In between the financing rounds VYLD successfully executed a non-equity crowdfunding campaign in September 2022. With the help of the community they were able to raise the funds for starting the production of the first Kelpons. They had two primary motivations for using crowdfunding in their second financing round. Firstly, they wanted to explore alternative forms of financing and see what else was available beyond the typical investor-startup relationships. Secondly, they aimed to involve the community in the development of their products, recognizing the importance of engaging consumers early on. Crowdfunding emerged as an ideal means to achieve both objectives.
They decided on reward-based crowdfunding instead of crowdinvesting (or equity-based crowdfunding), meaning that instead of receiving financial return on the capital put in, the crowd receives products or other rewards like posters or workshops.

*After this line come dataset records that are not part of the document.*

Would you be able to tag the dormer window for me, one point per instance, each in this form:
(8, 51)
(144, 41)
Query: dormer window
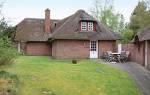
(83, 26)
(90, 26)
(87, 26)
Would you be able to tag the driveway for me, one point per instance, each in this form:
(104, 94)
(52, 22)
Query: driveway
(138, 73)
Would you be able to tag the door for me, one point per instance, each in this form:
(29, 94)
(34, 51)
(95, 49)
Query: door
(93, 49)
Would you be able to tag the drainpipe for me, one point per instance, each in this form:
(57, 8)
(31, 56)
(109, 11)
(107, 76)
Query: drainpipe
(146, 57)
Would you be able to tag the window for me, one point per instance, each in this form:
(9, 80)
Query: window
(87, 26)
(90, 26)
(83, 25)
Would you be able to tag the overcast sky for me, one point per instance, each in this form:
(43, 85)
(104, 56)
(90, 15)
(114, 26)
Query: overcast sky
(16, 10)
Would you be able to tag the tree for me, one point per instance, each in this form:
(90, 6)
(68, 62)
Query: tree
(127, 35)
(7, 50)
(103, 10)
(140, 17)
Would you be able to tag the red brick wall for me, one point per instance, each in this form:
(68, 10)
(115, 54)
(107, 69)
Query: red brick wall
(68, 49)
(38, 48)
(136, 52)
(78, 49)
(106, 46)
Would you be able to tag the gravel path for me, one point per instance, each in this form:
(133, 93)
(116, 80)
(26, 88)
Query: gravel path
(138, 73)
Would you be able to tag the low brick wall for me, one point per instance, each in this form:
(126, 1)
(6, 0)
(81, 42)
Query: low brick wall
(38, 49)
(136, 52)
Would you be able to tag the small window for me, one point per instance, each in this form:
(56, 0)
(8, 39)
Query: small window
(84, 26)
(90, 26)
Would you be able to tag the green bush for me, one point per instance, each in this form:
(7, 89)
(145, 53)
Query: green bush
(7, 55)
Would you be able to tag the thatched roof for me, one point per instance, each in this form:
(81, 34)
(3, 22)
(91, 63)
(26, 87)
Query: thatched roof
(31, 29)
(68, 28)
(143, 34)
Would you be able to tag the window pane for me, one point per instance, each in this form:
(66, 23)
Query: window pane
(83, 25)
(90, 26)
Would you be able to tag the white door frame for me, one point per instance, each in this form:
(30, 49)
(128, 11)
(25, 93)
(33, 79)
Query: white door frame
(94, 49)
(146, 52)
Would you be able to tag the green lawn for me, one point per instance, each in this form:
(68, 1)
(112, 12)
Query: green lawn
(45, 76)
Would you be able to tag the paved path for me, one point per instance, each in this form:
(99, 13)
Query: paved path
(138, 73)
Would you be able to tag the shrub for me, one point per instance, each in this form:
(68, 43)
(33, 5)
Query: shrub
(74, 61)
(9, 83)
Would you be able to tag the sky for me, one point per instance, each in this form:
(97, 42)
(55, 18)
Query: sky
(16, 10)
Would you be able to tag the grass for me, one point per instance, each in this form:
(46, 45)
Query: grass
(45, 76)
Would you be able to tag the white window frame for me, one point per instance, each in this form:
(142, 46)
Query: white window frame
(90, 26)
(83, 26)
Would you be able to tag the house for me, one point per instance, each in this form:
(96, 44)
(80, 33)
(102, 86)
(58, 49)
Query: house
(140, 48)
(77, 36)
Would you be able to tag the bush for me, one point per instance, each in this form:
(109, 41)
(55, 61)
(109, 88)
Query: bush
(8, 83)
(74, 61)
(7, 55)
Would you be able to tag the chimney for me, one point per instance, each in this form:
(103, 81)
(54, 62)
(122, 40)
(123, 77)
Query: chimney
(47, 21)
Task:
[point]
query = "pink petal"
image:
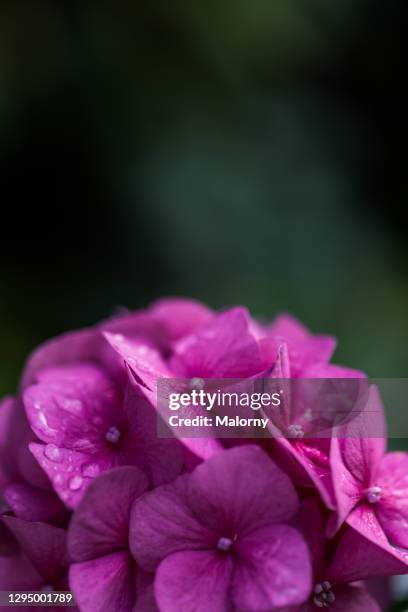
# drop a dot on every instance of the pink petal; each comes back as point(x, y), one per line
point(311, 524)
point(364, 440)
point(73, 406)
point(305, 349)
point(17, 573)
point(74, 346)
point(194, 581)
point(160, 458)
point(180, 316)
point(43, 544)
point(65, 469)
point(273, 569)
point(33, 504)
point(392, 508)
point(241, 489)
point(352, 599)
point(302, 464)
point(364, 542)
point(101, 521)
point(162, 523)
point(106, 583)
point(222, 349)
point(348, 489)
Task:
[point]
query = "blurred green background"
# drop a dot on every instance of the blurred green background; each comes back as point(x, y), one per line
point(236, 151)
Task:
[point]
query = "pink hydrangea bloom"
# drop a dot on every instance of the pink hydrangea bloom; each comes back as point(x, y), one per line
point(104, 575)
point(193, 524)
point(41, 559)
point(209, 533)
point(371, 487)
point(89, 426)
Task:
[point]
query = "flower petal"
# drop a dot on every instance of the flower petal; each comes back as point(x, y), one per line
point(106, 583)
point(194, 581)
point(101, 522)
point(241, 489)
point(273, 569)
point(353, 599)
point(392, 509)
point(222, 349)
point(162, 523)
point(44, 545)
point(65, 470)
point(33, 504)
point(73, 406)
point(160, 458)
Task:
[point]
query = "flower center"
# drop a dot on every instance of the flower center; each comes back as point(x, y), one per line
point(323, 595)
point(224, 544)
point(113, 435)
point(373, 494)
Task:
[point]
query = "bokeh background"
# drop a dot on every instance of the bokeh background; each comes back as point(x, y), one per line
point(236, 151)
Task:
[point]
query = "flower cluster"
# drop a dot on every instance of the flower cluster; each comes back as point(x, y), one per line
point(92, 500)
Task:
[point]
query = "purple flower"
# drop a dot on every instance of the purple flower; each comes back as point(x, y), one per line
point(41, 559)
point(163, 323)
point(219, 537)
point(89, 427)
point(104, 575)
point(371, 487)
point(336, 580)
point(25, 488)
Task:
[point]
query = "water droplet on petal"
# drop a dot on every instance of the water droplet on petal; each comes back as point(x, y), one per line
point(53, 453)
point(75, 483)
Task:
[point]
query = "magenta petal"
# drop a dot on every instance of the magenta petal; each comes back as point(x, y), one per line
point(32, 504)
point(352, 599)
point(43, 544)
point(160, 458)
point(180, 316)
point(330, 370)
point(194, 581)
point(241, 488)
point(287, 326)
point(65, 470)
point(222, 349)
point(81, 345)
point(144, 361)
point(72, 405)
point(311, 524)
point(302, 469)
point(101, 522)
point(368, 548)
point(104, 584)
point(363, 439)
point(392, 508)
point(273, 569)
point(17, 573)
point(162, 523)
point(348, 489)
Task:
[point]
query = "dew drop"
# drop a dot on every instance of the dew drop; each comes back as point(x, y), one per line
point(53, 453)
point(91, 470)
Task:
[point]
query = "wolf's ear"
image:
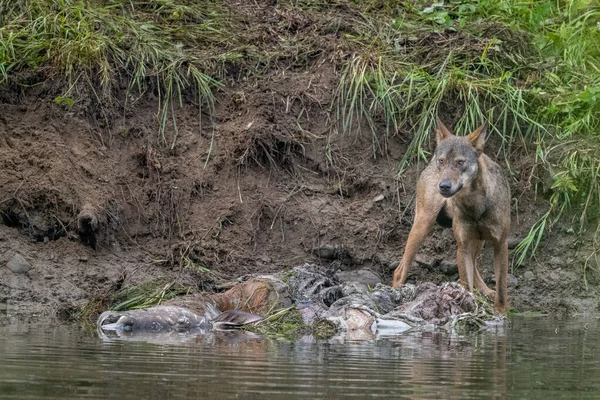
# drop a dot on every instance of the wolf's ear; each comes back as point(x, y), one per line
point(441, 132)
point(477, 138)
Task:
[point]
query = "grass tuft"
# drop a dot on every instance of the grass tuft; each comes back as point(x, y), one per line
point(531, 69)
point(92, 45)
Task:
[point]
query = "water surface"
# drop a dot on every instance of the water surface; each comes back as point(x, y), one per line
point(534, 358)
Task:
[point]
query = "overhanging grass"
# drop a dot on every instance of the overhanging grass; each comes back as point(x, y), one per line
point(162, 45)
point(529, 68)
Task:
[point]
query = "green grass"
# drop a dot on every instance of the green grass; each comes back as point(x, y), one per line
point(160, 46)
point(529, 68)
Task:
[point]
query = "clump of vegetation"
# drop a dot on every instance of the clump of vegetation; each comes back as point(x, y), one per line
point(529, 68)
point(93, 45)
point(287, 324)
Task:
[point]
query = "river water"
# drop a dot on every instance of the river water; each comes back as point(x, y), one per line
point(530, 358)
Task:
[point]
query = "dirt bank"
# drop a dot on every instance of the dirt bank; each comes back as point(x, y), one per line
point(94, 202)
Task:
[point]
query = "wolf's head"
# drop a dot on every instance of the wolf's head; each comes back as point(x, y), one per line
point(456, 158)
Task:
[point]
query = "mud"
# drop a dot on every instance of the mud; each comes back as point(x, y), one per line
point(95, 203)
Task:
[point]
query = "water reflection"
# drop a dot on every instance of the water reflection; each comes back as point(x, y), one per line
point(529, 359)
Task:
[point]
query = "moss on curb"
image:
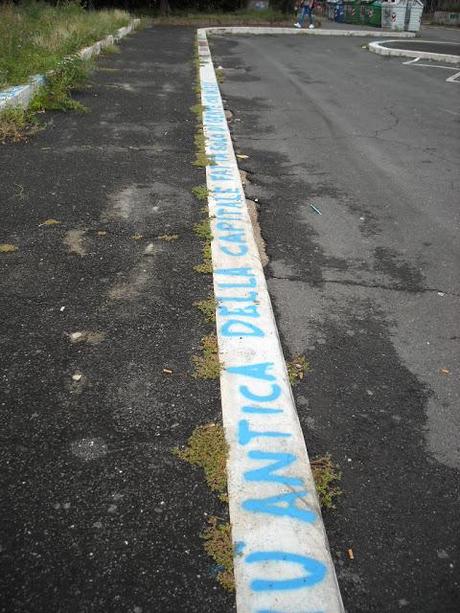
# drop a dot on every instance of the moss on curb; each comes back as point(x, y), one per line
point(218, 544)
point(207, 448)
point(326, 476)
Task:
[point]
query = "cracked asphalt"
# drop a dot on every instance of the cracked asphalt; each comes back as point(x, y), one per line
point(97, 512)
point(366, 285)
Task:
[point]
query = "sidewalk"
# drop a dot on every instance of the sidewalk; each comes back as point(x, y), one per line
point(101, 515)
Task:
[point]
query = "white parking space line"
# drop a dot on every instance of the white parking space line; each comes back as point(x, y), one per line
point(453, 78)
point(416, 59)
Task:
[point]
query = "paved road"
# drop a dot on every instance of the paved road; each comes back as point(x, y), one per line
point(98, 514)
point(369, 291)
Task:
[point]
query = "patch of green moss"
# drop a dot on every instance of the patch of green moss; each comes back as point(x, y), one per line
point(207, 365)
point(218, 544)
point(208, 449)
point(203, 230)
point(326, 475)
point(206, 265)
point(220, 75)
point(208, 307)
point(168, 237)
point(16, 124)
point(297, 367)
point(200, 192)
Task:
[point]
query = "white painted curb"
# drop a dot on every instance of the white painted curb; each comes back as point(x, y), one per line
point(282, 559)
point(21, 95)
point(378, 47)
point(306, 32)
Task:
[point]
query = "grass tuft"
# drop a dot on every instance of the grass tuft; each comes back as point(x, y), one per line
point(207, 365)
point(55, 95)
point(35, 37)
point(326, 475)
point(200, 192)
point(203, 230)
point(208, 449)
point(218, 544)
point(206, 265)
point(208, 307)
point(17, 124)
point(297, 367)
point(168, 237)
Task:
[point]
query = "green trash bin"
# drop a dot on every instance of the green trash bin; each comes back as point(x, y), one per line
point(351, 9)
point(365, 11)
point(375, 14)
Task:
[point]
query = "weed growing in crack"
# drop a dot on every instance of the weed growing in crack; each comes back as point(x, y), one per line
point(218, 544)
point(168, 237)
point(55, 94)
point(16, 124)
point(206, 265)
point(207, 365)
point(208, 449)
point(297, 367)
point(203, 230)
point(208, 307)
point(326, 475)
point(200, 192)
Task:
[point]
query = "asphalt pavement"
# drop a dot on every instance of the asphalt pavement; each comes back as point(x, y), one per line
point(97, 333)
point(353, 159)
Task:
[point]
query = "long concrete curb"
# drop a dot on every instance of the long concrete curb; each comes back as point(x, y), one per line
point(282, 560)
point(306, 32)
point(21, 95)
point(379, 48)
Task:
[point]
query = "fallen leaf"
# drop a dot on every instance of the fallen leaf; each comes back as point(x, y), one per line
point(7, 248)
point(49, 222)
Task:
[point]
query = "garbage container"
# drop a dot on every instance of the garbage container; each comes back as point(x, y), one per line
point(393, 16)
point(374, 14)
point(364, 12)
point(350, 11)
point(330, 10)
point(339, 12)
point(415, 17)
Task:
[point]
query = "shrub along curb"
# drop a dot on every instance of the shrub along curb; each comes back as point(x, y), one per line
point(21, 95)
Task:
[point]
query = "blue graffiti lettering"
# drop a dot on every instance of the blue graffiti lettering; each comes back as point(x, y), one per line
point(245, 434)
point(256, 371)
point(282, 505)
point(260, 410)
point(251, 297)
point(280, 460)
point(240, 250)
point(236, 327)
point(274, 395)
point(247, 311)
point(316, 571)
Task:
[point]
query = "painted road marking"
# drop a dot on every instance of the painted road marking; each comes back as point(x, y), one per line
point(380, 48)
point(282, 558)
point(453, 78)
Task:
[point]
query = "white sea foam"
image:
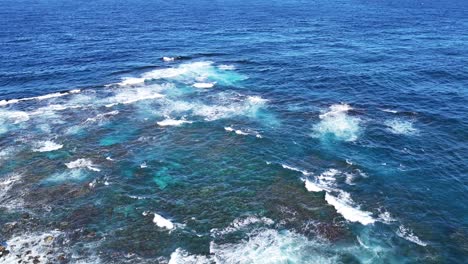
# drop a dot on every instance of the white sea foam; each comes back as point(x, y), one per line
point(162, 222)
point(350, 178)
point(82, 163)
point(339, 199)
point(237, 131)
point(389, 111)
point(41, 97)
point(323, 182)
point(407, 234)
point(14, 117)
point(167, 59)
point(226, 67)
point(6, 183)
point(180, 256)
point(304, 172)
point(173, 122)
point(45, 146)
point(129, 81)
point(311, 186)
point(338, 123)
point(401, 127)
point(204, 85)
point(386, 217)
point(129, 96)
point(270, 246)
point(241, 224)
point(345, 206)
point(223, 107)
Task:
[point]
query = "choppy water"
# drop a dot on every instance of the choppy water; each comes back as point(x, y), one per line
point(227, 132)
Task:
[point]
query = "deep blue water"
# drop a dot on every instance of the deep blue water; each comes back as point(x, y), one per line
point(272, 132)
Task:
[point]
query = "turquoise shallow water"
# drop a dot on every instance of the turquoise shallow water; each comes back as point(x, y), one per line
point(233, 132)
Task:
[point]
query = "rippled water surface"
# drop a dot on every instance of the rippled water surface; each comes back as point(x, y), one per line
point(233, 132)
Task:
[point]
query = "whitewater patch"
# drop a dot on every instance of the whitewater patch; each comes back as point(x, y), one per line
point(345, 206)
point(401, 127)
point(180, 256)
point(162, 222)
point(129, 96)
point(242, 223)
point(45, 146)
point(304, 172)
point(337, 123)
point(14, 117)
point(337, 198)
point(39, 98)
point(226, 67)
point(82, 163)
point(173, 122)
point(188, 73)
point(224, 106)
point(101, 117)
point(407, 234)
point(168, 59)
point(6, 183)
point(203, 85)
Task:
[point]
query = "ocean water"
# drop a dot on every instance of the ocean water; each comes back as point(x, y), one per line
point(234, 131)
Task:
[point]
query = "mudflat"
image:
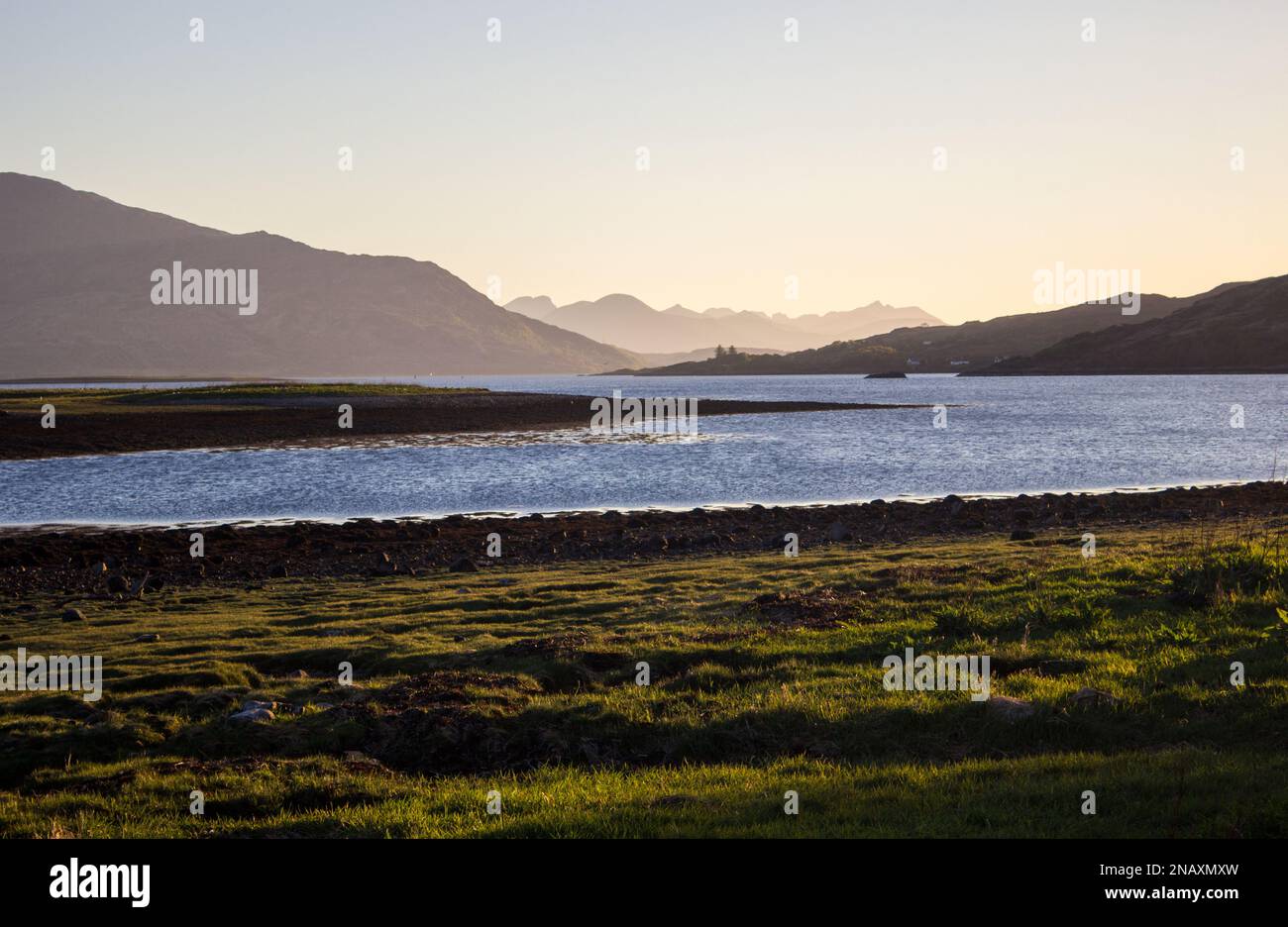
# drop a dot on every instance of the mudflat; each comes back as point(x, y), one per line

Ines and Melanie decided to approach founder compensation similar to the way they treated financial investments. Their founders' principal (1) represents one year of universal basic income. They then asked themselves the questions which multiple/ cap felt good and is enough (2) for a return for this founder’s investment in relation to what they put in the company. They calculated their founder compensation to provide a basic income for the “rest of their lives” (a predefined amount of years), aiming to free themselves from dependence on wage labor. Any surplus financial value generated by VYLD beyond the capped compensation will not benefit the founders or their families. In contrast to voting rights, until the cap on founder compensation is reached, claims from the founder compensation are treated as an investment in the company, and will be inheritable to take care of families for whom otherwise security would have not been built up during the founder’s time at VYLD.
Source:
[40] Koch, C. Die Kraft des Ozeans. Bethmann Bank. (2023)
With a firm commitment to steward-ownership from the very beginning and their non-exit-oriented financing structure in place, VYLD was able to transition into steward-ownership in late 2022 using a veto-share model. VYLD is a unique case showing the potential in asking difficult questions around ownership, power and financing before going into the first financing round – and the relevance of legally enshrining steward-ownership even when founders are completely aligned. It is also a case showing the potential of steward-ownership for collaboration, stakeholder engagement, social entrepreneurship and investor relations.